Hoje, é comum a utilização do termo maquiavélico, porém ele é usado com muitas distorções. Atualmente, trata-se de um apelido pejorativo dado às idéias do pensador florentino, por não entendê-lo no contexto renascentista de mudanças e separação de religião e política.

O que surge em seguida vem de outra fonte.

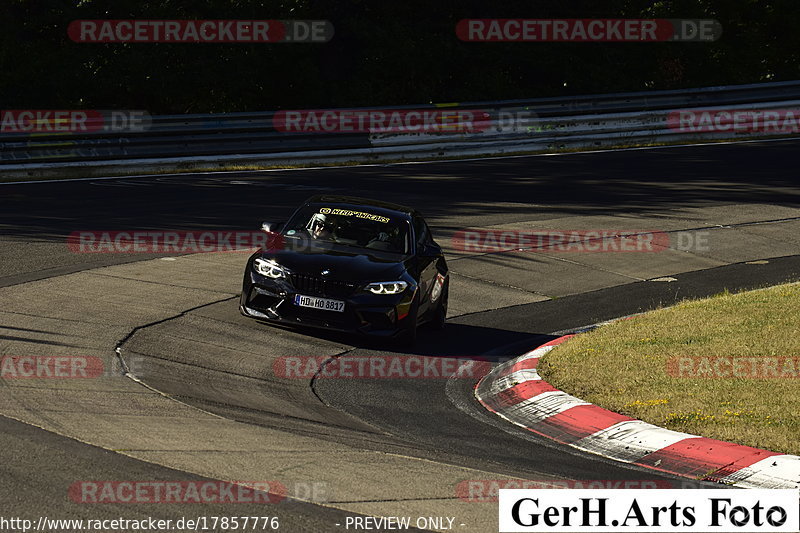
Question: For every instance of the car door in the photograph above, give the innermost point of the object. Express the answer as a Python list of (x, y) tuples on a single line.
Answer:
[(426, 258)]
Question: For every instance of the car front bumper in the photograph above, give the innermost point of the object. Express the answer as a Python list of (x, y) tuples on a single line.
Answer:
[(384, 315)]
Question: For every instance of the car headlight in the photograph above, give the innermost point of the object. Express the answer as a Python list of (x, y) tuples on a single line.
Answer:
[(268, 268), (387, 287)]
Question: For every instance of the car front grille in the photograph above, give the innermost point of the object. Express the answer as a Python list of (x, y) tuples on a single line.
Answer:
[(319, 286)]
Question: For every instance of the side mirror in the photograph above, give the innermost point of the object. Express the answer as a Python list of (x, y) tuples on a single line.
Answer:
[(271, 227)]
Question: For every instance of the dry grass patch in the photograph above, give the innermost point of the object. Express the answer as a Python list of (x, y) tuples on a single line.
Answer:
[(634, 367)]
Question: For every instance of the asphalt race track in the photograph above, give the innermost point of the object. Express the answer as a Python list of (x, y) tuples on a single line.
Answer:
[(380, 447)]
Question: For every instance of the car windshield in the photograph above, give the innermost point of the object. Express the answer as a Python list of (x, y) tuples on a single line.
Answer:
[(353, 227)]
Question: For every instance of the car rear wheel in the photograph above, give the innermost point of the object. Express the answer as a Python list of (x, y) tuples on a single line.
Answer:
[(408, 338)]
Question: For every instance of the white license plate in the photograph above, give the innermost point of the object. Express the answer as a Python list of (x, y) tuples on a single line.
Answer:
[(325, 304)]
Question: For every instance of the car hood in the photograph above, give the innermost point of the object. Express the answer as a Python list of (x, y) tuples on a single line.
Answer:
[(343, 264)]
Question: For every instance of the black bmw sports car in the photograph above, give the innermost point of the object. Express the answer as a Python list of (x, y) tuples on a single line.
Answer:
[(349, 264)]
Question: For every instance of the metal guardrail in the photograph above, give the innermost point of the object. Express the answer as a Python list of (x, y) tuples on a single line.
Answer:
[(579, 122)]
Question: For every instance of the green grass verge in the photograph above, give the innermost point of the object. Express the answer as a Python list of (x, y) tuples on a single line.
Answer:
[(690, 367)]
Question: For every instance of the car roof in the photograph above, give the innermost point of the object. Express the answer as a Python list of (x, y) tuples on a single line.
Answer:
[(356, 202)]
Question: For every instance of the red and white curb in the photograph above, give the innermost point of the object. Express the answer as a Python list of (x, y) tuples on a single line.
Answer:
[(515, 391)]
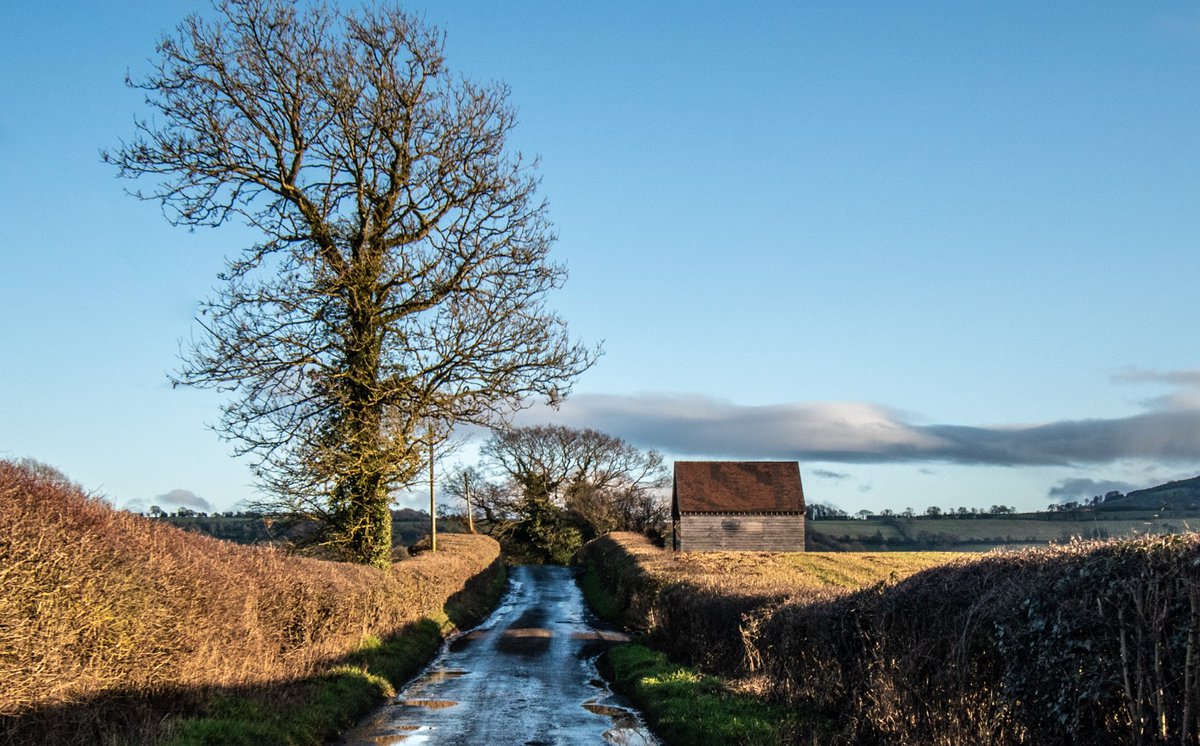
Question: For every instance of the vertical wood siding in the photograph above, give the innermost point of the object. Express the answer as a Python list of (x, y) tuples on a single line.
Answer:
[(741, 533)]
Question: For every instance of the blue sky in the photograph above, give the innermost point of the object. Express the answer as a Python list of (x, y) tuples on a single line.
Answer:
[(942, 253)]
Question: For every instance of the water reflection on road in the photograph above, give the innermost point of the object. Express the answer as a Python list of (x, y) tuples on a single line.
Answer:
[(525, 677)]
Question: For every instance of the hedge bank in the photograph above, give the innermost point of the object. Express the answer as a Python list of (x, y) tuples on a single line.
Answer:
[(1085, 643), (112, 625)]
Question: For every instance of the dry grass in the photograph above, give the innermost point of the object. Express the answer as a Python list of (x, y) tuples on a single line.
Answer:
[(1092, 642), (96, 601)]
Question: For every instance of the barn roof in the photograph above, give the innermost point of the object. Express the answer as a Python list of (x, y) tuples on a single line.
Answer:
[(738, 487)]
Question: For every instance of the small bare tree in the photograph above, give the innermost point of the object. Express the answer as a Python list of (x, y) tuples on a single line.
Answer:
[(403, 266), (601, 479)]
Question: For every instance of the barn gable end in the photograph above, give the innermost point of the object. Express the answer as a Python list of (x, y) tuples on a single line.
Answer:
[(738, 506)]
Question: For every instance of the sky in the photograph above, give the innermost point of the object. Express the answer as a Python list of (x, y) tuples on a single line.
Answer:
[(941, 253)]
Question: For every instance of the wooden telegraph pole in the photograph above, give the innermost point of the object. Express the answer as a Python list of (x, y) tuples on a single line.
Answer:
[(433, 511), (466, 492)]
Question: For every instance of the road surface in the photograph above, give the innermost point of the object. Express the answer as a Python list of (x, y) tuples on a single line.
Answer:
[(526, 677)]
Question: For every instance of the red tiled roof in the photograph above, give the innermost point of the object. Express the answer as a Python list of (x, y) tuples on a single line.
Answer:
[(738, 487)]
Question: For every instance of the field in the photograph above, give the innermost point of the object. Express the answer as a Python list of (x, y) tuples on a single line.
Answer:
[(984, 533), (117, 627), (1089, 642)]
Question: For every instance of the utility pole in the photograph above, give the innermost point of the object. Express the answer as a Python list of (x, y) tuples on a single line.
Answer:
[(466, 492), (433, 512)]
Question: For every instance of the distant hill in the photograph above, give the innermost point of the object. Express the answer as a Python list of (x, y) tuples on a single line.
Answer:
[(1183, 494)]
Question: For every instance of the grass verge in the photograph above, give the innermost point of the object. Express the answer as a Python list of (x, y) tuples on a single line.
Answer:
[(312, 711), (684, 707), (316, 710)]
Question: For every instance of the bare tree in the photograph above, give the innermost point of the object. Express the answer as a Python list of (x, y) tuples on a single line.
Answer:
[(403, 265), (605, 481)]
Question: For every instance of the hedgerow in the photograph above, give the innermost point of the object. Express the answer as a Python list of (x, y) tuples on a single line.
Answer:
[(1084, 643), (111, 623)]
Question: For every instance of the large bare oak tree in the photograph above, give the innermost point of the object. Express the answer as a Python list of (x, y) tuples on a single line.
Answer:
[(401, 277)]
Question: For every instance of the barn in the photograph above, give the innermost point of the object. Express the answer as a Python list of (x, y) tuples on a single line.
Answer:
[(737, 505)]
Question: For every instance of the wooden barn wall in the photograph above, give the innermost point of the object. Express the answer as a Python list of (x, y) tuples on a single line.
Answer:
[(741, 533)]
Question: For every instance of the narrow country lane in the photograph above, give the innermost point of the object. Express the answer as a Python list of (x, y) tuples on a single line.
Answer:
[(525, 677)]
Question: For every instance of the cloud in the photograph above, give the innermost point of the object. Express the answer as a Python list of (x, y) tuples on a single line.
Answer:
[(1085, 488), (184, 498), (829, 475), (852, 432)]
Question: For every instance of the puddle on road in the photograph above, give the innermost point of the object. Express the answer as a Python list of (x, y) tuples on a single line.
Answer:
[(462, 641), (431, 704), (525, 641), (401, 734), (442, 674), (627, 728)]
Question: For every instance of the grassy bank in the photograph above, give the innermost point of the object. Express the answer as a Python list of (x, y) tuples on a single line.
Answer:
[(1093, 642), (118, 629)]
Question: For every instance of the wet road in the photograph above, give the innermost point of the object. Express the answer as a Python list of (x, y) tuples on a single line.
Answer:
[(525, 677)]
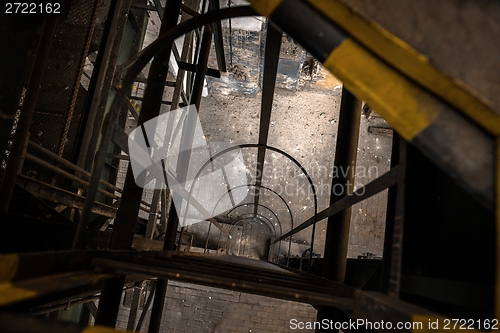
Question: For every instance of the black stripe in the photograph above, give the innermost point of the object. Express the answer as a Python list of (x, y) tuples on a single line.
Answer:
[(295, 17)]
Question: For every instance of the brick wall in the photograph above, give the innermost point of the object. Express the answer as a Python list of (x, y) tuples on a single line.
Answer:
[(194, 308)]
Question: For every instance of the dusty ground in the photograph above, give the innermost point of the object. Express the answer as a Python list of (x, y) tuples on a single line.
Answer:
[(304, 124)]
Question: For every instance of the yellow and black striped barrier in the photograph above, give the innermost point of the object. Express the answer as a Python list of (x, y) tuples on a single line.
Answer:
[(449, 122)]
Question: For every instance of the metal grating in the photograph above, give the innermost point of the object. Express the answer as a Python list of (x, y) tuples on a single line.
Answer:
[(61, 79)]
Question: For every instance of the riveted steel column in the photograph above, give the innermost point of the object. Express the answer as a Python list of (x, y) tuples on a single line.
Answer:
[(337, 232)]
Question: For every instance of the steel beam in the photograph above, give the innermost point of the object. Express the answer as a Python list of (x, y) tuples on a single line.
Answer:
[(27, 112), (104, 68), (393, 238), (381, 183), (337, 232), (271, 59), (124, 226)]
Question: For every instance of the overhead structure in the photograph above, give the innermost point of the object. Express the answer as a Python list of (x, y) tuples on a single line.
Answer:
[(443, 184)]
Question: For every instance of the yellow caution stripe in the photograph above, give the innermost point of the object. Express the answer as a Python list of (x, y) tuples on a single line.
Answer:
[(414, 65), (497, 203), (402, 103)]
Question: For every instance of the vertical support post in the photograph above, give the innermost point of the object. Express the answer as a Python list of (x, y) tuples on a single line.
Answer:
[(271, 59), (27, 111), (161, 284), (134, 307), (218, 40), (153, 214), (173, 221), (123, 233), (497, 225), (337, 232), (393, 239)]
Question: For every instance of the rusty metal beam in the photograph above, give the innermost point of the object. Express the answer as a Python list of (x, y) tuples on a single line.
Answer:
[(271, 59)]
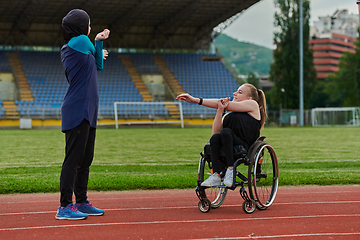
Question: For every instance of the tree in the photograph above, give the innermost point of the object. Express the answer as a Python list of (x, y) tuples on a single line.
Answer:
[(344, 85), (284, 71), (252, 79)]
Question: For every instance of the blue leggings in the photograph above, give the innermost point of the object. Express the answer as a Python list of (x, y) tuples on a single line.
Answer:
[(79, 153)]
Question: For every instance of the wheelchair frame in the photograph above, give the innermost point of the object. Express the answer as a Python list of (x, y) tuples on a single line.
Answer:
[(262, 179)]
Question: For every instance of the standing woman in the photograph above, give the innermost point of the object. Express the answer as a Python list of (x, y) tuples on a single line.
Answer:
[(241, 126), (81, 60)]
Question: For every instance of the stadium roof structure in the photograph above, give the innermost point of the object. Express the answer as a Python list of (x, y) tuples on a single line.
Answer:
[(144, 24)]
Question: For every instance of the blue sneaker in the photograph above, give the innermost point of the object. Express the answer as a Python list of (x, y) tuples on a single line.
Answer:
[(70, 212), (88, 208)]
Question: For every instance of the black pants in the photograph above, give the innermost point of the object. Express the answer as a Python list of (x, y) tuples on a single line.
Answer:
[(79, 153), (227, 140)]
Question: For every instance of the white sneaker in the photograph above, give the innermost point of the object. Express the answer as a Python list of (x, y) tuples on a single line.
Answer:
[(213, 180), (228, 179)]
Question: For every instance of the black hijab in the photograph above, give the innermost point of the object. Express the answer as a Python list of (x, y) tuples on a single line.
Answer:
[(74, 24)]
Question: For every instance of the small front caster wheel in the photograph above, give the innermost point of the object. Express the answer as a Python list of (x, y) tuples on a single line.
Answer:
[(249, 206), (204, 205)]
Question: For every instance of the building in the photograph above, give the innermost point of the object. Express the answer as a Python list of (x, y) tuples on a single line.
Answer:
[(331, 36)]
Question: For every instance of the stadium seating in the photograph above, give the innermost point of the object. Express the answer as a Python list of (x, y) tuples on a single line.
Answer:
[(4, 64), (200, 78), (47, 81)]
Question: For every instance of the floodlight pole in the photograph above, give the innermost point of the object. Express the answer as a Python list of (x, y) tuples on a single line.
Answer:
[(358, 3), (301, 97)]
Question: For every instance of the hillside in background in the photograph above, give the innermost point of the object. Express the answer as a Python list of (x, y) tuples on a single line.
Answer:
[(241, 58)]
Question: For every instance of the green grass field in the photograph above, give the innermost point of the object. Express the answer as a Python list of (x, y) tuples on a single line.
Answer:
[(159, 158)]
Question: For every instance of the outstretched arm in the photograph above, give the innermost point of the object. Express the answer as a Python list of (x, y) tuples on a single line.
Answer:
[(211, 103)]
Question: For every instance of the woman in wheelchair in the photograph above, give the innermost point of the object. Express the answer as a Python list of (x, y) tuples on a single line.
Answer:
[(240, 126)]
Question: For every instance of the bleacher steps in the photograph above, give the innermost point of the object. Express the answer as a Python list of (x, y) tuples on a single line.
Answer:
[(172, 83), (136, 78), (10, 110), (19, 74), (169, 77)]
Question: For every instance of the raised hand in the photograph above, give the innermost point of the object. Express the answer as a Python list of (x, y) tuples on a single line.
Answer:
[(102, 35)]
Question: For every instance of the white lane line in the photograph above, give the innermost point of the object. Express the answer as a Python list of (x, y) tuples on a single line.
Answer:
[(179, 221), (177, 207), (283, 236)]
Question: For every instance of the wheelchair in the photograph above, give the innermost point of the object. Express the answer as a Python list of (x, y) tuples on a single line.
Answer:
[(262, 178)]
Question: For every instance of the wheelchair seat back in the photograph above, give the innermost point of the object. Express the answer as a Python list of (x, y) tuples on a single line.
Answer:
[(239, 152)]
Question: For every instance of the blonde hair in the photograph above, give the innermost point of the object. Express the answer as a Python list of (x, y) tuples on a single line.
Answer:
[(259, 96)]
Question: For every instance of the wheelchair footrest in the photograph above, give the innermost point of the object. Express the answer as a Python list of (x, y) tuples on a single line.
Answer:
[(244, 194), (200, 193)]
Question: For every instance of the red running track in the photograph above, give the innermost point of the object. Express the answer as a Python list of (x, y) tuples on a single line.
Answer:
[(330, 212)]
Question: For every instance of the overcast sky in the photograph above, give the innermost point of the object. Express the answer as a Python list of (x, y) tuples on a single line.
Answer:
[(256, 24)]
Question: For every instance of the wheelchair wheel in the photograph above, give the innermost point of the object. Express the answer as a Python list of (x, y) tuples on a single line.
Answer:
[(263, 175), (216, 195)]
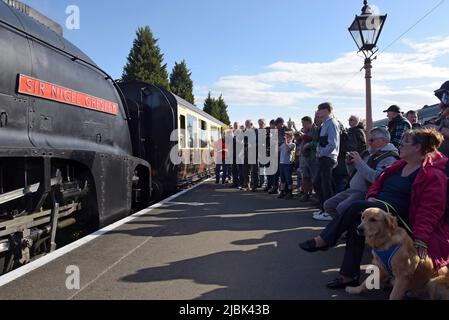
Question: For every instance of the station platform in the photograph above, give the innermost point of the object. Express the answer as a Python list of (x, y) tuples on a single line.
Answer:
[(211, 242)]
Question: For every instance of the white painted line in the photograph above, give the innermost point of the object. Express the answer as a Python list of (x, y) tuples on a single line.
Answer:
[(15, 274)]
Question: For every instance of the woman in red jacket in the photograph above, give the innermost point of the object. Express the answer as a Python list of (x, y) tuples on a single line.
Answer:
[(414, 190)]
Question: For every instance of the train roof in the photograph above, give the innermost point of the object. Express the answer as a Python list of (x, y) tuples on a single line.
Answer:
[(195, 109)]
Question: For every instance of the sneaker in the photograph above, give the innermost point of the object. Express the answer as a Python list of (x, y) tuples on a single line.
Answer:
[(324, 216)]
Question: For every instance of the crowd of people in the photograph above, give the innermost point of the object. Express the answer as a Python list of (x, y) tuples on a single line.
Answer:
[(401, 168)]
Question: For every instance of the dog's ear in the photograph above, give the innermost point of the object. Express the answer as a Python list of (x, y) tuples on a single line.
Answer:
[(392, 222)]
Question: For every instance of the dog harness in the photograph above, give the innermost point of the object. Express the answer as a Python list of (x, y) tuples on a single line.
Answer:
[(385, 257)]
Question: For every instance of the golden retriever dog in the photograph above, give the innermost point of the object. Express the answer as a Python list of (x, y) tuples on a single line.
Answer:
[(409, 272)]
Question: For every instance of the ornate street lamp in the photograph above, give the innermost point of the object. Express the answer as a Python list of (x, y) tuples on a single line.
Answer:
[(365, 30)]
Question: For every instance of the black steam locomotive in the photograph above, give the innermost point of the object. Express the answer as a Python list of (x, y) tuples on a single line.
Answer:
[(74, 150)]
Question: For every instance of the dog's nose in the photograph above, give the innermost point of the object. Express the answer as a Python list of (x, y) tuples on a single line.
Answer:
[(360, 231)]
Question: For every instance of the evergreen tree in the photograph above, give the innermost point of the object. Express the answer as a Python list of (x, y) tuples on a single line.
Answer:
[(223, 111), (145, 60), (210, 105), (180, 82)]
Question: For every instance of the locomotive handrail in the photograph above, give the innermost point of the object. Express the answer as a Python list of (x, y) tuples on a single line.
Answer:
[(74, 58)]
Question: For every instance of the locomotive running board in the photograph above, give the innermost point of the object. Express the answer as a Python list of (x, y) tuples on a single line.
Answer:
[(19, 193), (22, 192)]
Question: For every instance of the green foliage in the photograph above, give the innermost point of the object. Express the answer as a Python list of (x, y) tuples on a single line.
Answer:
[(145, 60), (180, 82)]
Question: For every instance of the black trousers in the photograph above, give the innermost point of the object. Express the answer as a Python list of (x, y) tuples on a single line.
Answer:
[(323, 182), (355, 244), (235, 175)]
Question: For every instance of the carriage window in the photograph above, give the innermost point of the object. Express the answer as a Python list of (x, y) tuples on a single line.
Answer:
[(182, 131), (192, 132), (204, 141)]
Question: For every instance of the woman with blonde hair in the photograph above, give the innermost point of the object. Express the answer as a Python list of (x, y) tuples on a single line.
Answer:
[(414, 189)]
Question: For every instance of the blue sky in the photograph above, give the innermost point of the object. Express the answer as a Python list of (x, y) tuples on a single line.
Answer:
[(273, 58)]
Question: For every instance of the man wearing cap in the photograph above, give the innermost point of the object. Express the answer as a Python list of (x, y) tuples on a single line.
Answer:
[(398, 125), (279, 124)]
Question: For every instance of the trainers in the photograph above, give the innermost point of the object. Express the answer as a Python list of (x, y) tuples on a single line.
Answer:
[(324, 216)]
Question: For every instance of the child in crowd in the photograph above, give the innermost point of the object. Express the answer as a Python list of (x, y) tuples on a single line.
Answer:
[(286, 148)]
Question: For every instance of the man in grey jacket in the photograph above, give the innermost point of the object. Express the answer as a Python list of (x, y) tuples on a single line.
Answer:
[(328, 150), (380, 155)]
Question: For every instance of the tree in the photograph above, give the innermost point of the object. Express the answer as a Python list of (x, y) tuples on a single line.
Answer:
[(223, 111), (145, 60), (180, 82), (211, 106)]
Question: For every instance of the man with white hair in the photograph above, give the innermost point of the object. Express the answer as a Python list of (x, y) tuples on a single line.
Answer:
[(367, 167), (356, 135)]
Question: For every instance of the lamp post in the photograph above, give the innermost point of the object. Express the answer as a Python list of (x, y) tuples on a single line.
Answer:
[(365, 30)]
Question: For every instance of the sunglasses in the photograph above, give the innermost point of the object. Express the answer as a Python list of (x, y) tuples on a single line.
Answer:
[(445, 98)]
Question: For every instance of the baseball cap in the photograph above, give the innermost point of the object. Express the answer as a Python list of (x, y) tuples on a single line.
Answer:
[(393, 108)]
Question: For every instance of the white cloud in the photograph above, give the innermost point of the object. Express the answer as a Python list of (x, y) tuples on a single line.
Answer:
[(407, 79)]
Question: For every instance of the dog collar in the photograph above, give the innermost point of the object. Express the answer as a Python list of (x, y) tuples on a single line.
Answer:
[(385, 256)]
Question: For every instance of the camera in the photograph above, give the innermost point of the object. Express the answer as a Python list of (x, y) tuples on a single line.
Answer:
[(349, 157)]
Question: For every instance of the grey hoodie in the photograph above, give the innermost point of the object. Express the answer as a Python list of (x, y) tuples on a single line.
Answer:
[(365, 175)]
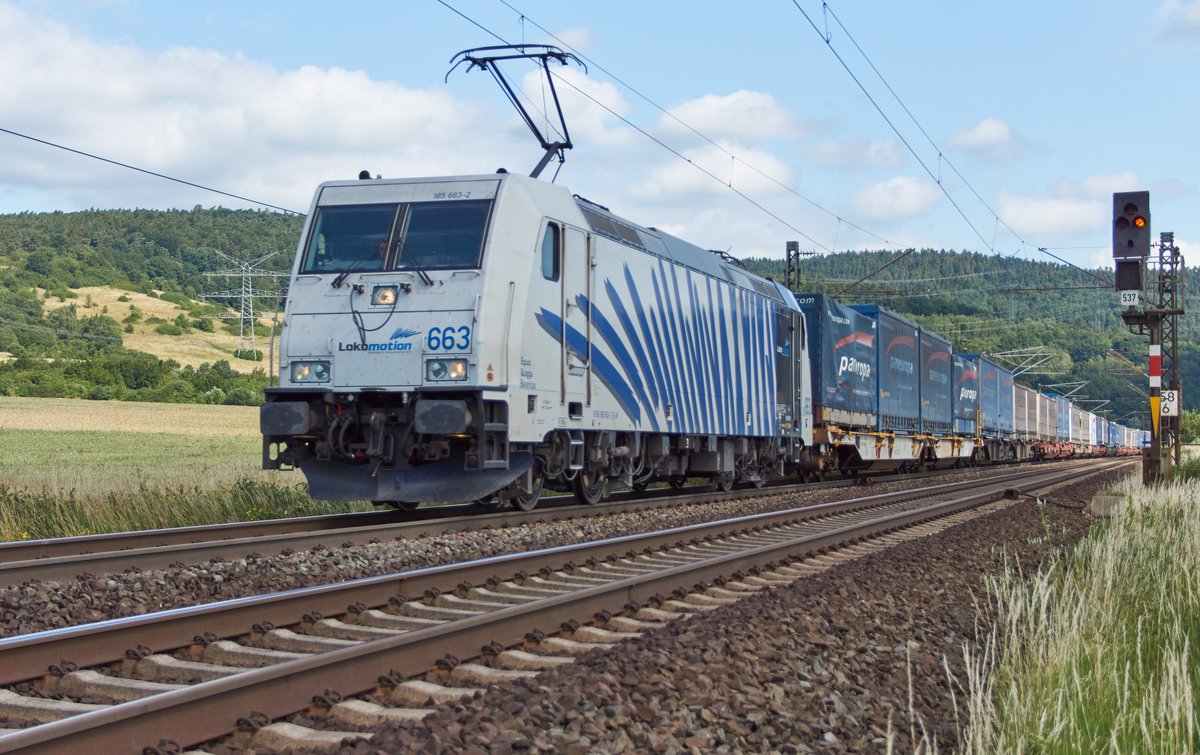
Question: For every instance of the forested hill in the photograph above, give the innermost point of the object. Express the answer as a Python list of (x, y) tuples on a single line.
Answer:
[(139, 250), (55, 342), (988, 304)]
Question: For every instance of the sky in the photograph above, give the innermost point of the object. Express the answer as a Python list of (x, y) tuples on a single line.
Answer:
[(874, 125)]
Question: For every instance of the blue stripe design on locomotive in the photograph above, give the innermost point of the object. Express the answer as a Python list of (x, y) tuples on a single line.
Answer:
[(648, 348), (711, 355), (627, 324), (618, 348), (603, 366)]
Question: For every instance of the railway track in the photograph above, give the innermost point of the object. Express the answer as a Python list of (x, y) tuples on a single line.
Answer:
[(65, 558), (268, 657)]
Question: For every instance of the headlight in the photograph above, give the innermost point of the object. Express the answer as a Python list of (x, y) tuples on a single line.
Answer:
[(438, 370), (310, 372), (384, 295)]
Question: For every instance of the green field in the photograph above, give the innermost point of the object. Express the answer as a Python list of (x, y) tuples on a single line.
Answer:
[(81, 467)]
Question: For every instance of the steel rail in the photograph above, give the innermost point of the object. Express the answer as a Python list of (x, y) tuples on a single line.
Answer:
[(213, 708), (27, 657), (277, 538), (15, 552)]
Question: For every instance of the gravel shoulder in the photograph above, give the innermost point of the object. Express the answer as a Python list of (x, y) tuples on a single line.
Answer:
[(36, 606), (855, 659)]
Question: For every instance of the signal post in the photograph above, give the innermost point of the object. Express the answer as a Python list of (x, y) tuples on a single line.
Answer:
[(1155, 316)]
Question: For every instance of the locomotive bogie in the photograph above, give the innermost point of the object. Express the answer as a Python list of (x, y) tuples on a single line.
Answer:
[(455, 339)]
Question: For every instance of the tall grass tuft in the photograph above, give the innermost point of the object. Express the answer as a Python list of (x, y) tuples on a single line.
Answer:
[(35, 514), (1098, 652)]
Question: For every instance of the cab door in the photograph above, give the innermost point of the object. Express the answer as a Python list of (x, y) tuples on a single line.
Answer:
[(789, 354), (576, 312)]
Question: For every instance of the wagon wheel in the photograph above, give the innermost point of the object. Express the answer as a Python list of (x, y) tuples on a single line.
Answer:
[(591, 487), (527, 502)]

No fundo as idéias de Maquiavel são realistas e vem da realidade política e daquilo que ele nas suas viagens viu e percebeu.

 

11 AS 10 LIÇÕES DO PRÍNCIPE

 

Segundo Neidson Rodrigues, podemos extrair dez lições da obra O Príncipe:

 

1ª “O dirigente do Estado deve ter competência para antecipar os problemas que ele vai representar e, ao antecipar os problemas, deve remediá-los, não permitindo que o tempo corroa a sua autoridade”.

 

2ª “Quando uma determinada ação, por pior que seja, for inevitável, é preciso fazê-la, rapidamente e não adiá-la”.

 

3ª “É mais fácil conquistar o Governo do Estado do que implementar novos costumes e uma nova cultura política e, consequentemente, impor a direção política planejada estrategicamente no plano de governo antes das eleições”.

 

4ª “Todos os profetas armados venceram e os desarmados fracassaram”.

 

5ª “Ao assumir o Governo, o dirigente deve realizar todas as ações que produzem malefícios a membros da sociedade, de uma só vez e de maneira completa, para que seus efeitos não perdurem durante todo o governo”.

 

6ª “É preciso cuidado com aqueles que se aproximam do novo governante para definir-lhes o caráter e defender os seus interesses particulares ou de grupos”.

 

7ª “Uma ação para ser vitoriosa deve ser conduzida na prática com as próprias forças e soldados que são fiéis e não com mercenários pagos”.

 

8ª “O Príncipe que ignora o terreno sobre o qual se desenvolve a guerra e desconhece os soldados que comanda, conduz, necessariamente, as suas forças para a derrota”.

 

9ª “As pessoas esperam do dirigente que ele tome decisões adequadas, justas e corretas, ainda que isto fira a interesses de um ou de outro grupo”.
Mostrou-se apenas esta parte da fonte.